BAB I
PENDAHUUAN
A. Latar Belakang Masalah
Studi-studi tentang gender
saat ini melihat bahwa ketimpangan gender terjadi akibat rendahnya
kualitas sumber daya kaum perempuan sendiri,
dan hal tersebut mengakibatkan ketidak mampuan mereka bersaing dengan
kaum lelaki. Oleh karena itu upaya-upaya yang dilakukan adalah mendidik kaum
perempuan dan mengajak mereka berperan serta
dalam pembangunan.

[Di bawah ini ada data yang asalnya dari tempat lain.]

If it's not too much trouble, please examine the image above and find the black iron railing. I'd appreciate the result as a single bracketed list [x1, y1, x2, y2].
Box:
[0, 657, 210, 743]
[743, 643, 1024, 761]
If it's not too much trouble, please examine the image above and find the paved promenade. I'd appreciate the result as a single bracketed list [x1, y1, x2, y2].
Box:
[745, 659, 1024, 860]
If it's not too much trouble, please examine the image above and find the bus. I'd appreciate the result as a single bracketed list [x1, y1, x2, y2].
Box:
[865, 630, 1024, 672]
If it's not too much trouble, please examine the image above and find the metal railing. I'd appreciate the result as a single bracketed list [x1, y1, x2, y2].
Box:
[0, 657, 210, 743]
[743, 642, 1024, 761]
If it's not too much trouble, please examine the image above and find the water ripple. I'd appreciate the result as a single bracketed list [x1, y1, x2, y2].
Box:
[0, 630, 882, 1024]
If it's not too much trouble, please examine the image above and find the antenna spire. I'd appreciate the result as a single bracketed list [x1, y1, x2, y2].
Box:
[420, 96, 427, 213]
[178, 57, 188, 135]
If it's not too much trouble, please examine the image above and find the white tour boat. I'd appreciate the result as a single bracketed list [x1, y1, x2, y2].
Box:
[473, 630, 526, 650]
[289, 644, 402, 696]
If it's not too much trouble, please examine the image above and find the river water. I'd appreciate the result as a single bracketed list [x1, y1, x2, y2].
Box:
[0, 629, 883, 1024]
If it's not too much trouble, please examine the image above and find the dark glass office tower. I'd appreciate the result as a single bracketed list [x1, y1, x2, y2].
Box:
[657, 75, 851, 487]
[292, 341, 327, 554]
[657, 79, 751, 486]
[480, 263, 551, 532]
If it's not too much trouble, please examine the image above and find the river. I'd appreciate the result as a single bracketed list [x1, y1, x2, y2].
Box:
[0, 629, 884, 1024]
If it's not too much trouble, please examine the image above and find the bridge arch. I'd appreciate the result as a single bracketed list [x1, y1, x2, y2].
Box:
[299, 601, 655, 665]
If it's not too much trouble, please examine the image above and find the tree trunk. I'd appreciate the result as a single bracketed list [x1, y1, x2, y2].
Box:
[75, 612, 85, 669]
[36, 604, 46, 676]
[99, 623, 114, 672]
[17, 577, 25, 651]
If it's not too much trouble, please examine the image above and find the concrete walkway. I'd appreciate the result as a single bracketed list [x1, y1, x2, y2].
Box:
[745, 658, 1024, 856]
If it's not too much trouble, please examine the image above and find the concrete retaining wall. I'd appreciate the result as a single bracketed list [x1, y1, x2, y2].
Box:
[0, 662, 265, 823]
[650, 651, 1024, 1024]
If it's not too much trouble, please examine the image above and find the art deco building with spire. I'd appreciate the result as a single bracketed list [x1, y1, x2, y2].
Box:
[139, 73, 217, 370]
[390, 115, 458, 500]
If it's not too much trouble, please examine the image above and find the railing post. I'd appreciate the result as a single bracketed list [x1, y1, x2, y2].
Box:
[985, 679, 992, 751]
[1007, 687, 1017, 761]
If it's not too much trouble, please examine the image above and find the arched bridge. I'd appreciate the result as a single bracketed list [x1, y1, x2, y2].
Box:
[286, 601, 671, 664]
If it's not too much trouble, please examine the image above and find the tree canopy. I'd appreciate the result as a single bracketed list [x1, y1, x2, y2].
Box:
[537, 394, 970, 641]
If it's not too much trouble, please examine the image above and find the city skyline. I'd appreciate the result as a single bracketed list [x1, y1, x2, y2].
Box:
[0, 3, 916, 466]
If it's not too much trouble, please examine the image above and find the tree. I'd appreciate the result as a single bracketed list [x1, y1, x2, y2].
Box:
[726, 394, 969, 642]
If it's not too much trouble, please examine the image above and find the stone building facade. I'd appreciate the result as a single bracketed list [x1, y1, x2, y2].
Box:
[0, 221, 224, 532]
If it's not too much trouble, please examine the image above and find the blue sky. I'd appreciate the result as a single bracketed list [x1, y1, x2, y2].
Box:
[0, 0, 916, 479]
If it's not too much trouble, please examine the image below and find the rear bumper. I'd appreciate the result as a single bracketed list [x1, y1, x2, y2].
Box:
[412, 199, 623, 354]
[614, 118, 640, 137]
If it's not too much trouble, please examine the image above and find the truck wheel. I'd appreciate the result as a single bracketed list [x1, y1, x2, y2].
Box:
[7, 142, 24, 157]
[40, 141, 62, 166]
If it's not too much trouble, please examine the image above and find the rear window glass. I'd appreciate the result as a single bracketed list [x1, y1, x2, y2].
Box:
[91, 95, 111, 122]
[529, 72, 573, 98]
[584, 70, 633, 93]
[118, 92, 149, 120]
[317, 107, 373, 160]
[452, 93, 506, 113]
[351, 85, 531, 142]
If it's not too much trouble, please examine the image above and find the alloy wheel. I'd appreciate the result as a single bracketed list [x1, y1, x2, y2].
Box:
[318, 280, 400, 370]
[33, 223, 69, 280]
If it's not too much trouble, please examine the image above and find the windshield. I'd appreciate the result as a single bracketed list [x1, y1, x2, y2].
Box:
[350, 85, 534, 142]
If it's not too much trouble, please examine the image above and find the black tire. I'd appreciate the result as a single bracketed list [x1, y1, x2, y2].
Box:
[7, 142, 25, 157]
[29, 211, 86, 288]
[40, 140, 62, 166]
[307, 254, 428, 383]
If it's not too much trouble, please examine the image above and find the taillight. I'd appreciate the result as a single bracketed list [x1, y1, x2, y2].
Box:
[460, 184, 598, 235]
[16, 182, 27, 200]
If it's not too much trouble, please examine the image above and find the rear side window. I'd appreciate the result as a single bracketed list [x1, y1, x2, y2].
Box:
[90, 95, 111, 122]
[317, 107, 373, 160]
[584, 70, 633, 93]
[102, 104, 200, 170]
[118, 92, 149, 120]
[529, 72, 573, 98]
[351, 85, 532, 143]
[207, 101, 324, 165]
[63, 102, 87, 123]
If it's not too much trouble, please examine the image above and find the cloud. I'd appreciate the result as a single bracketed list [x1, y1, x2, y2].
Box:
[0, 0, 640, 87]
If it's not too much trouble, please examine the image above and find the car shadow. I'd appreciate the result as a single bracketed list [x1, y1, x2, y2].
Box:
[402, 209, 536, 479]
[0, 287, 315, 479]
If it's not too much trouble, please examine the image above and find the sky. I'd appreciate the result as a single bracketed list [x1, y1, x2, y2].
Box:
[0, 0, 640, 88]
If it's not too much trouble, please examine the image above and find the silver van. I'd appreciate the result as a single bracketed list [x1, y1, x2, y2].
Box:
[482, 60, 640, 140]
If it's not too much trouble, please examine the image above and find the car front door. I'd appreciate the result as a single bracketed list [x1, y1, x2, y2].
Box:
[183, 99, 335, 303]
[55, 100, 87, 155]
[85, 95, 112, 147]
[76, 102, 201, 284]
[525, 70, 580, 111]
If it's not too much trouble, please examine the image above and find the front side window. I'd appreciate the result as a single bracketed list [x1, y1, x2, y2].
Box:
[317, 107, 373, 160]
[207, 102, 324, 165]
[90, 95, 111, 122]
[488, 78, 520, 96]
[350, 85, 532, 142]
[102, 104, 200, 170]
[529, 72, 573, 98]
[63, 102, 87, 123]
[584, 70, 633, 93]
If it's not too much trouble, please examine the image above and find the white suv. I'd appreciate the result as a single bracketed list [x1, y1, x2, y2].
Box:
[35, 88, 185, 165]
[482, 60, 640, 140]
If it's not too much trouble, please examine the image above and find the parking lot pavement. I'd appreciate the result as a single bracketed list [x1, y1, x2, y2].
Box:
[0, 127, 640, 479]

Namun kenyataannya proyek-proyek
peningkatan peran serta perempuan agak salah arah
dan justru mengakibatkan beban yang berganda-ganda bagi perempuan tanpa
hasil yang memang menguatkan kedudukan perempuan sendiri.
Dalam realitas yang kita jumpai pada masyarakat tertentu terdapat adat
kebiasaan yang tidak mendukung dan bahkan melarang keikutsertaan perempuan
dalam pendidikan formal. Bahkan adaa nilai yang mengemukakan bahwa “perempuan
tidak perlu sekolah tinggi-tinggi karena akhirnya ke dapur juga.” Ada pula anggapan seorang gadis harus cepat-cepat
menikah agar tidak menjadi perawan tua. Paradigma seperti inilah yang
menjadikan para perempuan menjadi terpuruk dan dianggap rendah kaum laki-laki.[1]
B. Rumusan
Masalah
1. Bagaimanakah problematika gender
dalam pendidikan?
2. Bagaimanakah pendidikan memandang gender?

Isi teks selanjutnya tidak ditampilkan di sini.